My mom and step-dad are sort of at the opposite end of the spectrum. My mom has made the three-hour trip to see Baby Genius five times since his arrival. She would come every week if she could. They adore him, and she can’t go longer than a week and a half without seeing him. This is lovely. It’s one of the things I looked forward to when we moved a little closer to their part of the state. Sometimes it feels like little much, but there are few things that make her happier than her grandchildren, so we indulge them (still, I haven’t seen my mom this much since I moved out of the house to go to college). I anticipate BG will have many fulfilling and wonderful years with his grandparents, and J and I are so grateful for this. However, we’re starting to realize we are going to need to establish some boundaries here as well.
We just learned that my grandmother has congestive heart failure. She’s 88 and is otherwise in very good health. The worst part of this is that no one knows how long she has. She could have weeks left or years, and while I’d place my money on years, we still want to make sure she gets to meet BG, and we want her to meet him soon. J and I decided we could take a road trip in a couple of weeks for this purpose. We’ll stay at my parents’ house, and this way BG can meet his great-grandma. We had also hoped that my step-dad’s parents might make their way to my parents’ house to meet BG. It would be a simple trip and wouldn’t involve too much activity on our parts.
Previously, when we’ve gone to stay at my parents’ house, my mom has been controlling. She’s always telling us in her passive aggressive ways what we ought to do and when, whom we ought to see, and so on. When it has been just the two of us, it has been a strain, and it has led to stress, but we’ve dealt with it (primarily through lots of drinking). And now we have an infant, and she’s trying to do the same, and neither of us can drink it away. I adore my mom, but she’s making things hard.

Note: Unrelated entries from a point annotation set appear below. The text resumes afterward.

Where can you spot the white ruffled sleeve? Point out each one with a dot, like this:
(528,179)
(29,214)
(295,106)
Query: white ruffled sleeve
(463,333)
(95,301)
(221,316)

Because my parents have a previous engagement on Sunday, they won’t be around, so my mother came up with a whole slough of plans for us on Sunday to drive to each of the great-grandparents’ homes (an hour and a half round-trip) to take BG on visits, after which we would stop in to see my sister, and who knows what else. This would be on top of the three hours we have to drive back to our home that day. BG doesn’t do well when he has to get in and out of the car. He doesn’t deal well yet with too much stimulus, and honestly, all of this sounds like a bit too much for one day. His little nervous system is so easily overloaded, and then we have to recover for a day or two because he is so out of sorts. It’s already making me incredibly nervous to drive on Bay Area freeways with our son in the car, but now the thought of this, of my mom continuing to plan our every move when we are in her general vicinity, is making me rethink the trip entirely. It’s 11:00 in the morning, and I already want a drink.
We’re going to have to find our own way to do this. Setting boundaries with my mom is tricky; she’s very sensitive and gets her feelings hurt easily. We don’t want to hurt her feelings, but we do want some autonomy and some control over what we do with our son. We want him to meet his family, but we’ve got to do it a little more on our terms. I just never expected this. I always read about other people’s boundary issues with their parents when it came to their kids, and I thought, Not us.